See? Seems weird. Seems like I’ve been doing this already. But, I’ve been noticing something over the past few months. Every time someone asks about my upcoming book, I hesitate to say the name. I hesitate to talk more about it. I drop eye contact, lose my eloquence, and my voice drops lower in volume and higher in octave.
Sure, some of it is imposter syndrome stuff, I suppose. It’s scary to put something out there for public consumption. But, I really think that’s only a small portion of the problem.
The bigger issue is that I’m still bogged down by Shameful Giftedness. As a gifted girl, I learned early to hide my intellect. I learned to avoid the gifted label due to the appearance of bragging or elitism. I learned that giftedness simply meant I’d get pulled out of my typical classes once a week and do more engaging activities, but really shouldn’t have any bearing on my identity. Essentially, I learned all the things I now try to advocate against.

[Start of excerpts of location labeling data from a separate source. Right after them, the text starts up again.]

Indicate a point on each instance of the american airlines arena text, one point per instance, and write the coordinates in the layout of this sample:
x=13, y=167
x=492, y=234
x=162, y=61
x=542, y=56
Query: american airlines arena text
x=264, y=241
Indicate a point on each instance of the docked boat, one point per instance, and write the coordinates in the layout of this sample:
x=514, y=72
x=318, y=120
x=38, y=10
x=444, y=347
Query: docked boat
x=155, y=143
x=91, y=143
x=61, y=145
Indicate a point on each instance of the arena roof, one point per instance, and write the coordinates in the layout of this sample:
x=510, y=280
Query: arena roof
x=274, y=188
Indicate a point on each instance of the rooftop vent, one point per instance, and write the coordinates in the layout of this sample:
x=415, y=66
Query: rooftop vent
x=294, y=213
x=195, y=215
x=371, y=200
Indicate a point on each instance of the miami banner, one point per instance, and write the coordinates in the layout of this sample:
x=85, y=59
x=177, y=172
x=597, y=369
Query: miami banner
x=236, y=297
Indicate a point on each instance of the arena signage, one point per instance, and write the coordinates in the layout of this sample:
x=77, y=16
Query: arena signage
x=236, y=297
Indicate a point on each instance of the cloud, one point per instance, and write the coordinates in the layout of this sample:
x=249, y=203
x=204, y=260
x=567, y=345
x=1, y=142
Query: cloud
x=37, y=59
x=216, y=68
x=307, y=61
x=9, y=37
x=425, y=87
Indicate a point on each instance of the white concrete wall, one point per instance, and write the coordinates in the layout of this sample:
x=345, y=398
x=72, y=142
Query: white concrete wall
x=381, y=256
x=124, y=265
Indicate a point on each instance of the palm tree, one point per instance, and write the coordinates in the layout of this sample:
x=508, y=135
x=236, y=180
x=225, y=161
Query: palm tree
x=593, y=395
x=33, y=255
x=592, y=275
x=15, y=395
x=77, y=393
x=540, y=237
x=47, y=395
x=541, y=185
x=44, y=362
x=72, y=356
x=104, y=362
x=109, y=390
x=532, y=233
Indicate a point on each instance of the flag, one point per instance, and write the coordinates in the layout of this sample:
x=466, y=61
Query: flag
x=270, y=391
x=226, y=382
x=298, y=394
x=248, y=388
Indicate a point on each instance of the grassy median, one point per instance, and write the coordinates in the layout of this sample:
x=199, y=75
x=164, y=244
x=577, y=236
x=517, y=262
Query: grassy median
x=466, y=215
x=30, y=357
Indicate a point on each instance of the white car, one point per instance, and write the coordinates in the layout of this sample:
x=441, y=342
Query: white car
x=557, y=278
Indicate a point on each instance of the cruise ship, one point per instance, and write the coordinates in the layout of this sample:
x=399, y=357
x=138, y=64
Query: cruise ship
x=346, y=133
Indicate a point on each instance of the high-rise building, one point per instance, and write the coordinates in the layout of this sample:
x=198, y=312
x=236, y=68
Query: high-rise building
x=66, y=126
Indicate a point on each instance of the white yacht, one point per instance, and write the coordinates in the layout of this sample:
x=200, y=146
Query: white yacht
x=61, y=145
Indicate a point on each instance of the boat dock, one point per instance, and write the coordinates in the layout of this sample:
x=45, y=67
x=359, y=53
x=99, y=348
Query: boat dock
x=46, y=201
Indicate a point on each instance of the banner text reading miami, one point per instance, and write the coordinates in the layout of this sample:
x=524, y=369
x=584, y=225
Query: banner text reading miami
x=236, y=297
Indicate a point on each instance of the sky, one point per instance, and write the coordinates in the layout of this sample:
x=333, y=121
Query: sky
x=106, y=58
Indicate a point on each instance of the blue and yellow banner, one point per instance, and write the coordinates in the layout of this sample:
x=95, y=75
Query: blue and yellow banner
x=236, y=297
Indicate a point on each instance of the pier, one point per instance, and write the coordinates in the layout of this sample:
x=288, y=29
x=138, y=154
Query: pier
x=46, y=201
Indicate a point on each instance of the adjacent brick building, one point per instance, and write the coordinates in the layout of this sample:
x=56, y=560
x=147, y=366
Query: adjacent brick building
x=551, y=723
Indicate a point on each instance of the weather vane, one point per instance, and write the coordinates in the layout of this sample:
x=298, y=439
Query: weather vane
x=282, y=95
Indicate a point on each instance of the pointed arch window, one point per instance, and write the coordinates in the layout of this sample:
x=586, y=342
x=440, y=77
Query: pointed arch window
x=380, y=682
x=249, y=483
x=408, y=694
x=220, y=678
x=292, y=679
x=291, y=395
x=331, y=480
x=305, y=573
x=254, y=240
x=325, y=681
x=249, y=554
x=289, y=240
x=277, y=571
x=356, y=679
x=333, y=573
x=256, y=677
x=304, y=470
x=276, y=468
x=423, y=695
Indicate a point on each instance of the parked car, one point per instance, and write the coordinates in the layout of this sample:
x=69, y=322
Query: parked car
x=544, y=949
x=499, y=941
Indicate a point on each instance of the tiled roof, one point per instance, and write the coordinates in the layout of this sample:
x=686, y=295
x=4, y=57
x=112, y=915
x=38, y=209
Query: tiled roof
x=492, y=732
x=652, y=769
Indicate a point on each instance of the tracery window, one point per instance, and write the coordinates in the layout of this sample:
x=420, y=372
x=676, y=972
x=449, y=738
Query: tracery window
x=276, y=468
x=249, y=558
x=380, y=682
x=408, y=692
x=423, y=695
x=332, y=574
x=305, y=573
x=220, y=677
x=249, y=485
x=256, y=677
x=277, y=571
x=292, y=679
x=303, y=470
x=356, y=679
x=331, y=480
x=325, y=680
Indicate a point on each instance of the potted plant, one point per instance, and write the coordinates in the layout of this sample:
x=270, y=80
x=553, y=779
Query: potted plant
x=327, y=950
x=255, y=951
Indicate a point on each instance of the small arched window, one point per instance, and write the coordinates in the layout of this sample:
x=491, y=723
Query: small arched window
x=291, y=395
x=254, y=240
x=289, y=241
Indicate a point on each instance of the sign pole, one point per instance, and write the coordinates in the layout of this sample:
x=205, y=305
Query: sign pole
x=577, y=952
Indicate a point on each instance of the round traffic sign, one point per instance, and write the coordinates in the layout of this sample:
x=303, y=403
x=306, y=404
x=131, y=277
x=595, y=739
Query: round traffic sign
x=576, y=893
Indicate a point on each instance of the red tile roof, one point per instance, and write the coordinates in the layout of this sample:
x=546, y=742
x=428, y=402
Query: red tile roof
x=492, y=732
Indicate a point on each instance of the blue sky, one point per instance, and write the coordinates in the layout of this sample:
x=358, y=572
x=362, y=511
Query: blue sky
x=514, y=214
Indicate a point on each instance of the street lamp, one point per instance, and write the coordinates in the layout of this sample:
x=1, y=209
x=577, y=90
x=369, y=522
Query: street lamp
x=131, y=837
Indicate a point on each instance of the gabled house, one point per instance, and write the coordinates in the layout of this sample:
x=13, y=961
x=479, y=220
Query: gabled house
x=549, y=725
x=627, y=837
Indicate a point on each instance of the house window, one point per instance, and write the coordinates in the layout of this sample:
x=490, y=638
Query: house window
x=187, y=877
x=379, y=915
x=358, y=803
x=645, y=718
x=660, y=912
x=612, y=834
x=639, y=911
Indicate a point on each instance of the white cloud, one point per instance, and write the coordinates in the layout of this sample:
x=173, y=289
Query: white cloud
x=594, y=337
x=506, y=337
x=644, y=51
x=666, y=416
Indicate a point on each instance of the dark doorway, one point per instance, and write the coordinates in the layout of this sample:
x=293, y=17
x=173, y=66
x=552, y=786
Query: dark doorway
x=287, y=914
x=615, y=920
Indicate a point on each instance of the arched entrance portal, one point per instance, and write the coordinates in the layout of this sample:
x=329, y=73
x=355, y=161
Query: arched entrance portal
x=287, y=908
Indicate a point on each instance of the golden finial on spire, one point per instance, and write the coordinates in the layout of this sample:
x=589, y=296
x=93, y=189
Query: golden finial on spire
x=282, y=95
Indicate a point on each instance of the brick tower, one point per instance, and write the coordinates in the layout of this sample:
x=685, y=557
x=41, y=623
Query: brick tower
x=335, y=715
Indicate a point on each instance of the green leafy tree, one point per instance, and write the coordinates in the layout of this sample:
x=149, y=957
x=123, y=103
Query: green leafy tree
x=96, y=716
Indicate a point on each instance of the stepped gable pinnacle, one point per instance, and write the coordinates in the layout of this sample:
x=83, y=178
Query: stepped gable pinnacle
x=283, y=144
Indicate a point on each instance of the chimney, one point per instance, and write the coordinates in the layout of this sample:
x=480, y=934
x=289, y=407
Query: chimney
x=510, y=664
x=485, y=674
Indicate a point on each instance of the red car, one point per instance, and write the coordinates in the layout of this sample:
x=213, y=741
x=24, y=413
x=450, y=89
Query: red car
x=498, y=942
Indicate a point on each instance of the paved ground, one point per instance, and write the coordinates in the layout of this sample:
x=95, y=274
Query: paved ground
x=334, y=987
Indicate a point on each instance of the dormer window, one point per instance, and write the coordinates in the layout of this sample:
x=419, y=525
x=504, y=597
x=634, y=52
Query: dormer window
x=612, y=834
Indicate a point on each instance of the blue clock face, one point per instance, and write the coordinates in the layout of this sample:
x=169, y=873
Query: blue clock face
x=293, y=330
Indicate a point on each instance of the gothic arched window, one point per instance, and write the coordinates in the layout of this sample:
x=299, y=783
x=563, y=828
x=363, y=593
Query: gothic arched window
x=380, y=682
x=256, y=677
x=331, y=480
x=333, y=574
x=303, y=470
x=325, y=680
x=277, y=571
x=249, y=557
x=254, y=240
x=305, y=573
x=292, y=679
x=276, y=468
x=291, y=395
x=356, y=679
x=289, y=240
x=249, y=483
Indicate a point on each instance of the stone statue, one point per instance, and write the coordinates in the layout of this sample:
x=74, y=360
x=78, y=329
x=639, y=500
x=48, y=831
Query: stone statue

My adult years have mostly brought me to a different understanding. I claim the giftedness as part of my identity, in all its glory and tumult. I speak on stages with ease about giftedness. I tell my own kids and the kids I work with to claim their giftedness. And yet, there’s safety in the distance provided by screens and microphones. I’m usually speaking about these things at gifted oriented events, in gifted advocacy circles, basically, to the choir. I do speak about gifted things in other venues, as well, but usually I’ve got the protection of the stage. It is professional, not personal.
Up close and personal, though, I squirm. I usually introduce myself as a therapist and avoid talking about my specialization with gifted and 2e kids. Or, I may subtly throw giftedness into the general definition of my specialization with differently wired kids. I mask it, hide it, and avoid it. Since the title of my book is The Gifted Kids Workbook. There’s no hiding my topic of interest any longer. People are going to ask, in up close and personal ways. And I have to be honest. And my passion and my societally induced shame are colliding into a socially awkward mess.
And I know I’m not alone. I regularly ask parents at gifted events how many of them have gifted kids. All the hands go up. I then ask how many of them, themselves, are gifted. Maybe a quarter of the hands go up and those hands only go up a quarter of the way as if they’re trying to hide the sweat stains under their arms.
And so, I’m making the commitment. No more eyes dropped. No more voice changes. I will be Shamelessly Gifted.
I will model what I want my kids to do.
I will speak with pride and practice what I preach.
I will talk about gifted wellness openly and assertively and if people don’t like it, well, they’re welcome to walk away.
I will step past my own discomfort and hopefully pave a smoother road for the Shamelessly Gifted people of generations to come.
How about you? Are you ready to make the commitment? Are you ready to be Shamelessly Gifted?